На другой день мы встретились с Леонидом Максимовичем в мастерской. У меня тогда только что вышел «Свет не без добрых людей» и Леонов дружески высказал вот какой упрек.

— Очень длинно. Для газетной статьи, может, и сошло бы, а для художественного произведения… Нет, так не годится. Название должно быть кратким, как выстрел. Вот у меня — из трех букв: «Вор».

— У меня тоже скоро выходит книга с названием из трех букв, — ответил я, имея в виду роман-памфлет «Тля».

— А зачем вам стотысячный тираж? — продолжал Леонид Максимович. — Вот на моей стороне, я твердо знаю, есть тысяч двадцать читателей, которые меня понимают и принимают. И мне не нужен большой тираж.

— Скромничаете, Леонид Максимович. Книги ваши издаются и в сто, и в двести тысяч. И расходятся, не лежат в магазинах.

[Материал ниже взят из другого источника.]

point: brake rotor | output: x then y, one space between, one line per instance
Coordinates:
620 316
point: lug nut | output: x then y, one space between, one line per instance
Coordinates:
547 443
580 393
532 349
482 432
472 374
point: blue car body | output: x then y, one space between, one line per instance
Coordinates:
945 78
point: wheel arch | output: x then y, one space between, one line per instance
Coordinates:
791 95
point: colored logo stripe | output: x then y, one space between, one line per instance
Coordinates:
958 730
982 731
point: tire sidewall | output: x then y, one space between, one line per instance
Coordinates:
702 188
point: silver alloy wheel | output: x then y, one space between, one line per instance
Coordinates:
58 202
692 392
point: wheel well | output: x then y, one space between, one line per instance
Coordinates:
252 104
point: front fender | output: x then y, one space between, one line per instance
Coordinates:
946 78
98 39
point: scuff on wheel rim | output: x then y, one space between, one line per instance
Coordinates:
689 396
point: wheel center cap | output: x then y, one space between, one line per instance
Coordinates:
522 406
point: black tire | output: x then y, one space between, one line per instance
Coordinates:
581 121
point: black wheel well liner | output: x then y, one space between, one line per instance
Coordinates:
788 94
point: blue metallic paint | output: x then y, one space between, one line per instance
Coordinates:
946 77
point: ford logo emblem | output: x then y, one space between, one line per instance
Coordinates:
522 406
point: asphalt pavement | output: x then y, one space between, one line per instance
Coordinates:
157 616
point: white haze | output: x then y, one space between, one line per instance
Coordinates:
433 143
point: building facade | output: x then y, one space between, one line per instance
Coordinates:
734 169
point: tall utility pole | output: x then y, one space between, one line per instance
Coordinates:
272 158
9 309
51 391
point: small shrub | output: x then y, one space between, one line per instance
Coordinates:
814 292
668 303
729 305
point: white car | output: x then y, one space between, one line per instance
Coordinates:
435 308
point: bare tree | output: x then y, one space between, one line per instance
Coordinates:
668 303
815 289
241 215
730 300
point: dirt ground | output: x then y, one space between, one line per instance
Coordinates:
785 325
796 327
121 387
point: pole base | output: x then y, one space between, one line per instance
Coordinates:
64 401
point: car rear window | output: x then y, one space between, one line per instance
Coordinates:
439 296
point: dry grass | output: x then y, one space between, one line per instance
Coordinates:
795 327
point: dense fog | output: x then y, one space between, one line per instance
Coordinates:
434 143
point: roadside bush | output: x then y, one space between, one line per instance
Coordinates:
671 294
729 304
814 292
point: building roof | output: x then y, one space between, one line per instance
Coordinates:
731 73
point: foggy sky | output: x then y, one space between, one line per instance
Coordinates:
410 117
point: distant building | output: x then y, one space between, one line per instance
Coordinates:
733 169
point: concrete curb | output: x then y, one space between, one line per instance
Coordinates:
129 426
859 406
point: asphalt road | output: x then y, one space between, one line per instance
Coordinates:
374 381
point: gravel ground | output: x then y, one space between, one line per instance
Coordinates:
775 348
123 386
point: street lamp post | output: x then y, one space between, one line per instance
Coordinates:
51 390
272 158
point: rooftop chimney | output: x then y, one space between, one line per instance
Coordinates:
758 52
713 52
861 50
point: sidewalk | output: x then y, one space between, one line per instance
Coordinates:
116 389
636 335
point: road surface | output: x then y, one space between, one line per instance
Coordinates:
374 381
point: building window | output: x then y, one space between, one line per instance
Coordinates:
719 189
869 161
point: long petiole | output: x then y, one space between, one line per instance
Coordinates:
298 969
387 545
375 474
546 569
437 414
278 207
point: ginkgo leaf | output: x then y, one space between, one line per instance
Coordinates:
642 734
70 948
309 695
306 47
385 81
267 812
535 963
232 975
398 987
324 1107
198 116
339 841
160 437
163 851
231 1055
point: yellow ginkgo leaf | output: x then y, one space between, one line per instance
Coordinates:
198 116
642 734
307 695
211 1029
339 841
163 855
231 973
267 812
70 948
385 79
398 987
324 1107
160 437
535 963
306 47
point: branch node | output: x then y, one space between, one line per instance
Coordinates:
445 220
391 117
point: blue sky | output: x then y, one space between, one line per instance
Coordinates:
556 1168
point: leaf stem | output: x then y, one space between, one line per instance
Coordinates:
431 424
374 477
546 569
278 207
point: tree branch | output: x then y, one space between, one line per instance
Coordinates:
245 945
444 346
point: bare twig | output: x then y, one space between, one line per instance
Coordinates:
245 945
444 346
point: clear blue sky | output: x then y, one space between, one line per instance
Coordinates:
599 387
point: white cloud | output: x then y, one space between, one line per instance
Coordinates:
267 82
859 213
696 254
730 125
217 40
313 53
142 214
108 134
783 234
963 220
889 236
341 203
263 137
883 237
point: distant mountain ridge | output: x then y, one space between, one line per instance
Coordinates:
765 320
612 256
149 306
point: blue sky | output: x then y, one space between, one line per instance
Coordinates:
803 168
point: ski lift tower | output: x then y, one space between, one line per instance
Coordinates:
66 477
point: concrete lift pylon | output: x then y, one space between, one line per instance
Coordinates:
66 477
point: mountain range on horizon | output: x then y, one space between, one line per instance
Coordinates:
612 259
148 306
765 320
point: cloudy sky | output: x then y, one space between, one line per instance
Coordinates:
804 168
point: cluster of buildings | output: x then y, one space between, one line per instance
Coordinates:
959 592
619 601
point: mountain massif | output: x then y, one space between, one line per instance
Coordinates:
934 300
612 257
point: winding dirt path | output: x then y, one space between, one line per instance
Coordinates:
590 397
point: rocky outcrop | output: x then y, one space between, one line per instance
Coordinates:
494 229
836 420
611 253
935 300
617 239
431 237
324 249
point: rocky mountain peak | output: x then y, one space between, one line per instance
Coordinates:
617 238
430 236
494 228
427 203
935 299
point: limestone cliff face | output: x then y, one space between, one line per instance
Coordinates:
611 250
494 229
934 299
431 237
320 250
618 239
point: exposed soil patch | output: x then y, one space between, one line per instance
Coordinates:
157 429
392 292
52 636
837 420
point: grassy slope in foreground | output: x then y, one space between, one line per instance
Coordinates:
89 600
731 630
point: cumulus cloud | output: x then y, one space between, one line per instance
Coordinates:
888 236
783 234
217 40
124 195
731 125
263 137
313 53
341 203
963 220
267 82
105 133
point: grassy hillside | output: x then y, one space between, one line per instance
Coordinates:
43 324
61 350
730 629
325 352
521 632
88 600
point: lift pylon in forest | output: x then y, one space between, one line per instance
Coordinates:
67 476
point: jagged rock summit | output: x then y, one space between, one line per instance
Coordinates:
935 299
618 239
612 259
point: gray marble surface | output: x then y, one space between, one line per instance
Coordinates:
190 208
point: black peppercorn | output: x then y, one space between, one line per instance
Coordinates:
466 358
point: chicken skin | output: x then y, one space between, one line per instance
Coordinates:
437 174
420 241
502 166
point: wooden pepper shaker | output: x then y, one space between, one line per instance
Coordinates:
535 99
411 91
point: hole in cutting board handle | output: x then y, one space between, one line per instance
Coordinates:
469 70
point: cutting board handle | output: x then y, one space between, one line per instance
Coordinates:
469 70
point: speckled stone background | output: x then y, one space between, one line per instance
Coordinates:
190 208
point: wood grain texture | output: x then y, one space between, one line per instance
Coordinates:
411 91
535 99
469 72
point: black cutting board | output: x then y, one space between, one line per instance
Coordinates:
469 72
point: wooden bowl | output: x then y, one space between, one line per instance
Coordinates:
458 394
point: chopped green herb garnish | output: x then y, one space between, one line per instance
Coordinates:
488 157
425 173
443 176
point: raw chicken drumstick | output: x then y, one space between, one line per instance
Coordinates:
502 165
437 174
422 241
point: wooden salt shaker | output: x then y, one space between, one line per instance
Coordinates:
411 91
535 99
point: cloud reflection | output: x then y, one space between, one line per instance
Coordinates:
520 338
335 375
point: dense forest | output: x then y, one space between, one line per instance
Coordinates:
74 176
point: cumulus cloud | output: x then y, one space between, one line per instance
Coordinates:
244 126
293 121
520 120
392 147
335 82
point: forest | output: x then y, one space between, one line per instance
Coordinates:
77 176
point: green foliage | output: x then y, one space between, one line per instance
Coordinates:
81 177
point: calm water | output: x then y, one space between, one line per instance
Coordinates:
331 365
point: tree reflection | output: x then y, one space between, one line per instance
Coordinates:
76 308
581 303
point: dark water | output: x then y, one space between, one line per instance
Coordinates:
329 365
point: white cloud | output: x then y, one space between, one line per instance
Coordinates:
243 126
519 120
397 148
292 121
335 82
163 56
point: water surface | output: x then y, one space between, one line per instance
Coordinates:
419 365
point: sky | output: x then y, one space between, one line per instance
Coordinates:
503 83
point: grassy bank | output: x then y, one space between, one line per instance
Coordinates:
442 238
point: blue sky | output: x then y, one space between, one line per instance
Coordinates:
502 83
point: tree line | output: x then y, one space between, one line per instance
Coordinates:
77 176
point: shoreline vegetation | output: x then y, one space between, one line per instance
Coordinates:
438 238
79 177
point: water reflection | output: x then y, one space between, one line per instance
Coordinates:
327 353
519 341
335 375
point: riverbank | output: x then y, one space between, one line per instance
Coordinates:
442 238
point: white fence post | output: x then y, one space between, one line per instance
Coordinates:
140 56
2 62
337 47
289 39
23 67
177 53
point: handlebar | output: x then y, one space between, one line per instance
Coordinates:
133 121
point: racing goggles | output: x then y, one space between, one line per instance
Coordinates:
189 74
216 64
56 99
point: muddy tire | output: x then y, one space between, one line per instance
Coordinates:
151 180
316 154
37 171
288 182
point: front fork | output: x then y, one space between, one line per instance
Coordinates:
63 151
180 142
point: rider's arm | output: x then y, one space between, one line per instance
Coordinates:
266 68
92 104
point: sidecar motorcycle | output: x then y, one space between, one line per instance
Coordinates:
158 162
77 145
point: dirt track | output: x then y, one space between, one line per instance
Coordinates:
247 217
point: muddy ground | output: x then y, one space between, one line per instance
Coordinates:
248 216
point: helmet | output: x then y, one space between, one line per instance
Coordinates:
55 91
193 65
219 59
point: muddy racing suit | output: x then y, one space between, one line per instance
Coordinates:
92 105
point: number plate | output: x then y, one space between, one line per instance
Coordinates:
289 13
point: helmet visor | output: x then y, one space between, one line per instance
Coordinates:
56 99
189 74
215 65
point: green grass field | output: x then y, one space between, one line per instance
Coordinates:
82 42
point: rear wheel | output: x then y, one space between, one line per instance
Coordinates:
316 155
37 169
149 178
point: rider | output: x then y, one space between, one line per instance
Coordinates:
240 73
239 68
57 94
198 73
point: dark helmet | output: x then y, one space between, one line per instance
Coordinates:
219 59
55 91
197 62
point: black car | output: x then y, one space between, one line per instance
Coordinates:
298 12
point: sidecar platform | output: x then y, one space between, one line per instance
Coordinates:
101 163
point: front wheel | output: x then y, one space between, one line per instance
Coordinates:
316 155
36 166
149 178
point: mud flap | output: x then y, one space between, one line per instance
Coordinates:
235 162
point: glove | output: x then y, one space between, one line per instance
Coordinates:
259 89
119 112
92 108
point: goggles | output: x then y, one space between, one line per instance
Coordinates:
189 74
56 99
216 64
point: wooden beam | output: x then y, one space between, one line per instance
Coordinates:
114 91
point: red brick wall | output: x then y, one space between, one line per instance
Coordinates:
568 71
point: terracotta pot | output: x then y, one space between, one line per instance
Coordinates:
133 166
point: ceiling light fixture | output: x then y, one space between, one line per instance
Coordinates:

Так незаметно мы втянулись в разговор, который шел непринужденно и живо. Я рассказывал о Сергееве-Ценском, с которым был дружен, а Леонов — о А.М.Горьком, о литературных нравах 20-х и 30-х годов, когда свирепствовал РАПП. Рассказывая о годах своей литературной молодости, о незаслуженных нападках необъективной критики, он оживился, исчезла кажущаяся усталость. И эта резкая перемена обрадовала Павла Федоровича. Он работал стремительно, точно хотел успеть схватить оживший, обостренный облик писателя, неожиданно всплывшие черточки характера, перемену в лице, в глазах. Словом, лед тронулся.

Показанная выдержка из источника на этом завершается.